“Vervloekt door de God JHW. Je zult vervloekt sterven.” Die tekst ontcijferde een onderzoeksteam op een tablet dat werd opgegraven in Nablus. De vervloeking zou ook bewijzen dat de naam van God, ‘Jahweh’ in het Hebreeuws, al eeuwen eerder werd geschreven dan men tot nu toe dacht. (Lees meer op vpro.nl)
Vloeken doen we dus al heel erg lang. “Al ging het vroeger meer om vervloekingen waarvan de zender hoopte dat ze écht zouden uitkomen” zegt taalwetenschapper Marten van der Meulen, in ‘De Wereld van Sofie’. “Bij dit vloektablet (uit Nablus, nvdr) en bij eerdere vloektabletten die we ook kennen lijkt de vervloeking nog echt serieus te worden genomen.

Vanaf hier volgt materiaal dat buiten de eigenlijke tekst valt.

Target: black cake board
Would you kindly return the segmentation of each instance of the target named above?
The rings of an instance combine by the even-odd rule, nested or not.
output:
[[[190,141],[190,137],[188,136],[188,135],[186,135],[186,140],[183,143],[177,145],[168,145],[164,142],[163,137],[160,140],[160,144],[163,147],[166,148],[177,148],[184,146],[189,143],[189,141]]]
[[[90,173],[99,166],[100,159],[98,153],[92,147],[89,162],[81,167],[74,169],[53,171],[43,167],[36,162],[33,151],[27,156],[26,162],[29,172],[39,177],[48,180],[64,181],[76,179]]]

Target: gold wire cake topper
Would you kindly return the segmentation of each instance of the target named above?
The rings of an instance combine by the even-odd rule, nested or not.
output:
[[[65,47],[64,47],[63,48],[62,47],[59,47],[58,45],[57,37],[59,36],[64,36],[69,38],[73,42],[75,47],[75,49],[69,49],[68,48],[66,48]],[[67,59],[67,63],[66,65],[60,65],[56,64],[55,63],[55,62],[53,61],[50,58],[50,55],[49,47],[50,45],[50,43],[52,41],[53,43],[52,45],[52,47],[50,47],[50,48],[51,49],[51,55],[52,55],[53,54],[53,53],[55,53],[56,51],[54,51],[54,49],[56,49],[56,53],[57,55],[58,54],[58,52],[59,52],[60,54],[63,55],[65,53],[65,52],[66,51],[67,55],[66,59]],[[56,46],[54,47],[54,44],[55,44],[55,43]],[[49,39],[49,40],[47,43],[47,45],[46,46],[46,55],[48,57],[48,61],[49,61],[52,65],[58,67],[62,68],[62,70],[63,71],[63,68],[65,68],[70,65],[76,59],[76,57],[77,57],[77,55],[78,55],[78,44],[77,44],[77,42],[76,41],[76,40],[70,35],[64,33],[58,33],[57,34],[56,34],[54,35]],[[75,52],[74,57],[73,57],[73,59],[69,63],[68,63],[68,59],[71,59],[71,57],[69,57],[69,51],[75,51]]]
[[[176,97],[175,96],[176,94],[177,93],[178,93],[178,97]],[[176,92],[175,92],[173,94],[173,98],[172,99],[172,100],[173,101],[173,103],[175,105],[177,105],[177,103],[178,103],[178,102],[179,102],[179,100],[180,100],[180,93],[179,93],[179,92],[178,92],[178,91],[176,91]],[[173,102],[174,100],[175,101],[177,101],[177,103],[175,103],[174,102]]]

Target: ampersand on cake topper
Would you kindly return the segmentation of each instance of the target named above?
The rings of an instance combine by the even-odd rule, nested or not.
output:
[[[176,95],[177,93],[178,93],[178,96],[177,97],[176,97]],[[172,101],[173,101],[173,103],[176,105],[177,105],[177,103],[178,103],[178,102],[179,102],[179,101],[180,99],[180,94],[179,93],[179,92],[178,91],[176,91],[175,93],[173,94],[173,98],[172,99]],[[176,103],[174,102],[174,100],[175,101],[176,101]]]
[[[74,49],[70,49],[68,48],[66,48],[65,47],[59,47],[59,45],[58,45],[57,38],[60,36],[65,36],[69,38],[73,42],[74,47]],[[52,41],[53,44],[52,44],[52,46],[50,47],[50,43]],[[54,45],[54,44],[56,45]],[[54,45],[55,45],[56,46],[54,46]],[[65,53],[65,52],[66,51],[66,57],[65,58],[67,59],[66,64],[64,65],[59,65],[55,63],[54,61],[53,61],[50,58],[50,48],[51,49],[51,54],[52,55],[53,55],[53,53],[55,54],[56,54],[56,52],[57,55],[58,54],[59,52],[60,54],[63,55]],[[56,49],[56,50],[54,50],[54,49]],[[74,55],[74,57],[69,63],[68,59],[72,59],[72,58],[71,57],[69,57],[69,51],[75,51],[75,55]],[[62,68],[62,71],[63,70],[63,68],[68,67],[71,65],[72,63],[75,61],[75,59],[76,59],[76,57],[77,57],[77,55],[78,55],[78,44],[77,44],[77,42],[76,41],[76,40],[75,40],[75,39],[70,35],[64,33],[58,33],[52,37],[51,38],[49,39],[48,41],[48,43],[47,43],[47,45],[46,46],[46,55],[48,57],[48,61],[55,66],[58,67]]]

Zo kennen we uit de Romeinse tijd vloektabletten waarop bijvoorbeeld gezegd werd: ‘Ik hoop dat je handen eraf vallen’ of ‘Ik hoop dat je blind wordt’.” Tegenwoordig is dat anders. “Als je nu ‘krijg de ziekte’ zegt, hoop je niet dat die persoon echt die specifieke ziekte krijgt, maar gaat het meer om een algemene uiting van ongenoegen.”
De pijnverzachtende functie
Vloeken kan opluchten, en een ontladend effect hebben. Maar het heeft ook echt een functie, geeft Marten van der Meulen aan. “Vloeken is taboe. Als je het toch doet, is dat een beetje stout, en dan merken je hersenen dat: ze geven je een klein scheutje adrenaline. En dat is precies wat je nodig hebt als je bijvoorbeeld je teen stoot en pijn hebt: om die pijn minder te laten worden heeft het vloeken een neurologisch effect. Ik wil het niemand per se aanbevelen: maar hoe sterker de vloek, hoe meer taboe het is, en hoe meer adrenaline je krijgt. Als je je teen stoot en je gebruikt de ergste vloek die je kent, dan zou de pijn wel eens minder kunnen worden.”
Als je je teen stoot en je gebruikt de ergste vloek die je kent, dan zou de pijn wel eens minder kunnen worden.
De sociale functie
Vloeken heeft ook een sociale functie. “Als je vloekt binnen een bepaalde groep waarin iedereen dat doet, overtreed je samen een taboe en kan dat de groepsbinding vergroten” zegt Van der Meulen.
Het omgekeerde geldt ook: “Ik ben zelf opgegroeid in Den Haag en daar was het best wel normaal om tegen je vrienden ‘godverdomme’ te zeggen en te ‘schelden met kanker’. Maar toen ik een andere stad ging studeren, werd toch wel snel duidelijk dat mensen daar aanstoot aan namen, en niet meer met me wilden praten.”